Subsidised canteen on some sites.
• Online voluntary benefits scheme.
• Discounts on own products.
• Season ticket loans.

Bonus

• Incentive pay across many roles.
• Management incentive scheme.

 

Employee case study: Health cash plan pays off

Paul Geoghan, a telesales executive at 3663, has been with the company for almost six years. His job involves making and receiving calls concerning orders, and selling new product lines.

On top of this, Geoghan is communications champion at the depot where he works, which requires him to meet the board of directors to discuss any issues that staff have raised with him.

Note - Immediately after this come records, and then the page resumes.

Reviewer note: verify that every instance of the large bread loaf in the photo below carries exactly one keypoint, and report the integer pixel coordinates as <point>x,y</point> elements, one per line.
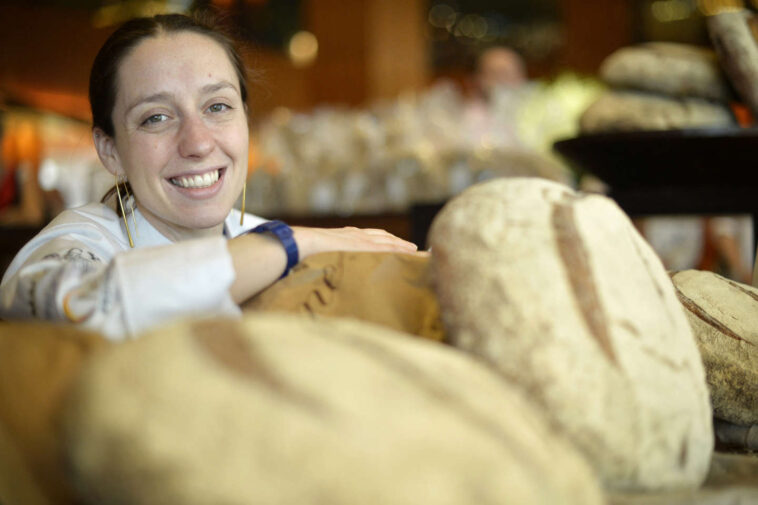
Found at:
<point>724,318</point>
<point>277,409</point>
<point>732,33</point>
<point>619,111</point>
<point>560,293</point>
<point>678,70</point>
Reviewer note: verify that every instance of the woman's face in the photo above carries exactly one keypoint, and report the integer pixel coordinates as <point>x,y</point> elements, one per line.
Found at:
<point>181,134</point>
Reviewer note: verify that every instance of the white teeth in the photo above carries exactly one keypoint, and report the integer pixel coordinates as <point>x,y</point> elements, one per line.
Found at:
<point>196,181</point>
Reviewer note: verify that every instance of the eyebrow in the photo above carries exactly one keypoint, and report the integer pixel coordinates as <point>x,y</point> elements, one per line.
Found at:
<point>164,95</point>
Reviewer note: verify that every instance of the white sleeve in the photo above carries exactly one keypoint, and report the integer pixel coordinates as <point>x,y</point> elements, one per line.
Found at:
<point>66,280</point>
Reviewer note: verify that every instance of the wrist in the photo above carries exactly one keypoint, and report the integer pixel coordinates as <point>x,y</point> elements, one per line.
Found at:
<point>286,237</point>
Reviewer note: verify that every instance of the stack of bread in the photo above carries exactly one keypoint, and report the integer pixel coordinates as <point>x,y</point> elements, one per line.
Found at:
<point>662,86</point>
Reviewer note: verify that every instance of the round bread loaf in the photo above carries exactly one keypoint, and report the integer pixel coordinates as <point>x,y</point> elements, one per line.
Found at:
<point>678,70</point>
<point>277,409</point>
<point>732,35</point>
<point>724,317</point>
<point>560,293</point>
<point>618,111</point>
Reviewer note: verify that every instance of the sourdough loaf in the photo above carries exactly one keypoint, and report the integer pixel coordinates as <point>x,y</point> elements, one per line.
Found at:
<point>724,317</point>
<point>678,70</point>
<point>617,111</point>
<point>281,409</point>
<point>732,34</point>
<point>560,293</point>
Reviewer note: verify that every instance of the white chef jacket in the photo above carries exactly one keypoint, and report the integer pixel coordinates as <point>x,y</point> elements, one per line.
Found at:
<point>80,268</point>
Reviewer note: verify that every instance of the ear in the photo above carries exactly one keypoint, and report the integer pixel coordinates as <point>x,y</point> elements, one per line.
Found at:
<point>106,151</point>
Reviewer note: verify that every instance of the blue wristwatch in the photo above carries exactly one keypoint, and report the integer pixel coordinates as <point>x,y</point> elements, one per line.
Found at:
<point>285,235</point>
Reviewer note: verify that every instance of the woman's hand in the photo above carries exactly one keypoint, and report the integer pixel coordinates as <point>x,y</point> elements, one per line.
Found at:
<point>316,240</point>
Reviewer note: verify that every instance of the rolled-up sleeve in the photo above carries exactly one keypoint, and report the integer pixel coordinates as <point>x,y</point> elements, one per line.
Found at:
<point>121,294</point>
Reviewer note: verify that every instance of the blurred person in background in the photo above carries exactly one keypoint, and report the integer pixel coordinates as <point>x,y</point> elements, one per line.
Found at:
<point>498,82</point>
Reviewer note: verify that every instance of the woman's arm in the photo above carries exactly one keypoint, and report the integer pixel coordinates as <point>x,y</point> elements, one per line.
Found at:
<point>259,260</point>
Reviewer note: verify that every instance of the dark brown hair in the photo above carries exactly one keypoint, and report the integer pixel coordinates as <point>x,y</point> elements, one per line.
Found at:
<point>102,81</point>
<point>104,73</point>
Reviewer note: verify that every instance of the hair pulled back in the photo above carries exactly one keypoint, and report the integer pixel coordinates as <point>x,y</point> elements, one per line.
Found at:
<point>102,82</point>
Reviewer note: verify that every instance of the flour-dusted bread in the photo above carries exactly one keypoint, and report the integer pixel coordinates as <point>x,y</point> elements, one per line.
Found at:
<point>620,111</point>
<point>561,294</point>
<point>724,316</point>
<point>277,409</point>
<point>732,34</point>
<point>678,70</point>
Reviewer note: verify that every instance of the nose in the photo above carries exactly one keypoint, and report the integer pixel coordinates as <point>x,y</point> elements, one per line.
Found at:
<point>196,139</point>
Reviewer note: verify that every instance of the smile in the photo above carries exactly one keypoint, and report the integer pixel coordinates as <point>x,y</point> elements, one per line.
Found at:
<point>197,181</point>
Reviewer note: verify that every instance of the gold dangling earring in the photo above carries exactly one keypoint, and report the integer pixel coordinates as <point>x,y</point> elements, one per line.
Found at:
<point>244,190</point>
<point>131,209</point>
<point>123,214</point>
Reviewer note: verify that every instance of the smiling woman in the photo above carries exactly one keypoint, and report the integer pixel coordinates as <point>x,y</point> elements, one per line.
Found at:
<point>168,97</point>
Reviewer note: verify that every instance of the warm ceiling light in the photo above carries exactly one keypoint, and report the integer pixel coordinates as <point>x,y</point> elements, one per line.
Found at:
<point>303,49</point>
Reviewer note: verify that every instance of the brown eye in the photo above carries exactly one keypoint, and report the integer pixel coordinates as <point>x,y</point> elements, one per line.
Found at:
<point>154,119</point>
<point>219,107</point>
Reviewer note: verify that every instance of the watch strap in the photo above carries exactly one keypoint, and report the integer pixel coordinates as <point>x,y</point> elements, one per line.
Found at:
<point>286,236</point>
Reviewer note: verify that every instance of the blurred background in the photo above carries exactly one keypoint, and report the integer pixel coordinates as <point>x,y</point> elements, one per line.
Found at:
<point>361,110</point>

As a community engagement officer, he undertakes fundraising in the local community, or links up with local schools and work experience candidates.

Geoghan says the most useful benefit at 3663 is the health cash plan, through which, after a car accident, he was able to claim money back for physiotherapy and consultant fees, and arrange a MRI scan at a local hospital.

Overall, Geoghan takes a positive view of the company’s benefits provision. He says: “There is a wide variety, and the employee discount scheme helps to stretch employees’ weekly income that little bit further.”